Therefore, insight into the proteins' conformational changes and kinetics will help to

understand the hPNFs formation mechanism. A suitable method to study in situ structural changes and PNF-formation/protein aggregation is CD spectroscopy.37 Accordingly, we employed CD to investigate the environmental influence on the structural changes in our HSAHGB system (Figure S4, SI). The CD results showed a change in the secondary structure of the protein mixture after adding 50% ethanol and heating up to 65 °C, in contrast to the measurements performed in water at 37 °C (Figure S4, SI). Further, the CD spectrum of the protein mixture revealed the increased content of β-sheet structures and decrease in the, still dominant, helical structure (for further information see the CD Spectroscopy section in the SI).
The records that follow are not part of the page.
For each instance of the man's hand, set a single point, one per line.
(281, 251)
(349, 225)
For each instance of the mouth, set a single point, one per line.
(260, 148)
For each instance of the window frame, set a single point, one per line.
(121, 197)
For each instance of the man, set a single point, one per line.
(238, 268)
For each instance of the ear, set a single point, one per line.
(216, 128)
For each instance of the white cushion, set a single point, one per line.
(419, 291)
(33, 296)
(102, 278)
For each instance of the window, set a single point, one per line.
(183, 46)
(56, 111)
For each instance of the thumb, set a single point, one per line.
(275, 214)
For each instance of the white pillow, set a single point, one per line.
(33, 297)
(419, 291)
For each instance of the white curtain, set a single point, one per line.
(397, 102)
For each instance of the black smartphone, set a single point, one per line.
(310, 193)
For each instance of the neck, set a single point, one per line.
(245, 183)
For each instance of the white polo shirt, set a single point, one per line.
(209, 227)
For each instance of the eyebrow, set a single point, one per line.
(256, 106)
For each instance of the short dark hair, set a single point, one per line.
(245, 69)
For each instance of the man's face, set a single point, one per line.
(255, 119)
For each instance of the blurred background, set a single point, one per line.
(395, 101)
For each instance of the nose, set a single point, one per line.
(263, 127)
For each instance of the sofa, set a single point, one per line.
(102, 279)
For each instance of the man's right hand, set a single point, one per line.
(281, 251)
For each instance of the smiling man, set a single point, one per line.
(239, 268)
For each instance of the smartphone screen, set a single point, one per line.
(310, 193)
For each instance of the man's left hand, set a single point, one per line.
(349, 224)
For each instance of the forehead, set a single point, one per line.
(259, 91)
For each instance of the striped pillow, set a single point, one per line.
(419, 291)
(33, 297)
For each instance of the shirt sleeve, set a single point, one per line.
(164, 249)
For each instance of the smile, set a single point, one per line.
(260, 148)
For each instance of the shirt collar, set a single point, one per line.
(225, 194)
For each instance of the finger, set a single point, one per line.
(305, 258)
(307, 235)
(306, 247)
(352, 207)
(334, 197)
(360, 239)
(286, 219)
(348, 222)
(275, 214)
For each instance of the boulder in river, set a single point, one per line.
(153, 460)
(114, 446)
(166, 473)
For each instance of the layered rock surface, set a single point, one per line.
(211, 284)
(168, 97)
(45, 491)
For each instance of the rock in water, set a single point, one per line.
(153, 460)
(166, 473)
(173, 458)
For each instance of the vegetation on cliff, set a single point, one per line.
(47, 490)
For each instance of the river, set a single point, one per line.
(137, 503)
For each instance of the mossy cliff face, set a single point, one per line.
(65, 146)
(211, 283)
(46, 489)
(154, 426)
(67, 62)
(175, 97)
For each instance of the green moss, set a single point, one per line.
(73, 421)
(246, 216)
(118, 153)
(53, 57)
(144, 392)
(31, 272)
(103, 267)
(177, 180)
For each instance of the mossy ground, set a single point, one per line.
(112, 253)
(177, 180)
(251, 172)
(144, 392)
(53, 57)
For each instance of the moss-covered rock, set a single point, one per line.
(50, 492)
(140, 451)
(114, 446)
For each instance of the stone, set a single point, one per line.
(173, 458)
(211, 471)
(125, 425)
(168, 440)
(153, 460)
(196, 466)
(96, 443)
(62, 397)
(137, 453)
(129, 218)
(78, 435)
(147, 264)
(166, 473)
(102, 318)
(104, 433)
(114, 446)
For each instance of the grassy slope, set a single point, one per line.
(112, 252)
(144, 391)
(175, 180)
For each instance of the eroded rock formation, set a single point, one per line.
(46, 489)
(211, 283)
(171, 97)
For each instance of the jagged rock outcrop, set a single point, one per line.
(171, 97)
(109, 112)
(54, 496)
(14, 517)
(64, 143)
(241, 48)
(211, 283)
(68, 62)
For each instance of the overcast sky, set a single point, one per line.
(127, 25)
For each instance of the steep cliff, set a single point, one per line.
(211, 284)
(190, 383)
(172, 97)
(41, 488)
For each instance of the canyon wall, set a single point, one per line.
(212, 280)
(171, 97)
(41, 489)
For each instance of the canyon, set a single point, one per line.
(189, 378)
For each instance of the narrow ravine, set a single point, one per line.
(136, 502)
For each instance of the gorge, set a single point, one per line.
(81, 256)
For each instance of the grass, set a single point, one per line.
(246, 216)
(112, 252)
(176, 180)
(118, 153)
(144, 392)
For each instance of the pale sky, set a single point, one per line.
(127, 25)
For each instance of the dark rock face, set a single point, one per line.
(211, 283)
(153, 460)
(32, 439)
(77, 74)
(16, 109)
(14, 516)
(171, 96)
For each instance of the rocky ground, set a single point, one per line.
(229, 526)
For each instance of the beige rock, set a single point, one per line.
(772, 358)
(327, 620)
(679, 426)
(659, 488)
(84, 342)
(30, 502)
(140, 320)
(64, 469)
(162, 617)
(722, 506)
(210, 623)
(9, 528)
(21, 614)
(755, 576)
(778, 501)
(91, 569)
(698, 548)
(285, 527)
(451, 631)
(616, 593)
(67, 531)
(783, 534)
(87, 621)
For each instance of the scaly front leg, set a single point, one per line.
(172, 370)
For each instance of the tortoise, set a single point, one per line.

Even though the exact content of the secondary structure can be determined for only the single protein system, one can assume that the HSA-HGB system is dominated by the helical structure based on the analysis of the secondary structure of the individual proteins. Note, both proteins revealed helical structures under fiber formation condition (Figure S4, SI). Further, the protein structures, especially of HGB, were destabilized by the addition of ethanol due to a regulation of hydrogen bonds and attractive hydrophobic interactions as shown by Juárez et al..33 This leads to protein aggregation and may facilitate interaction between HSA and HGB molecules.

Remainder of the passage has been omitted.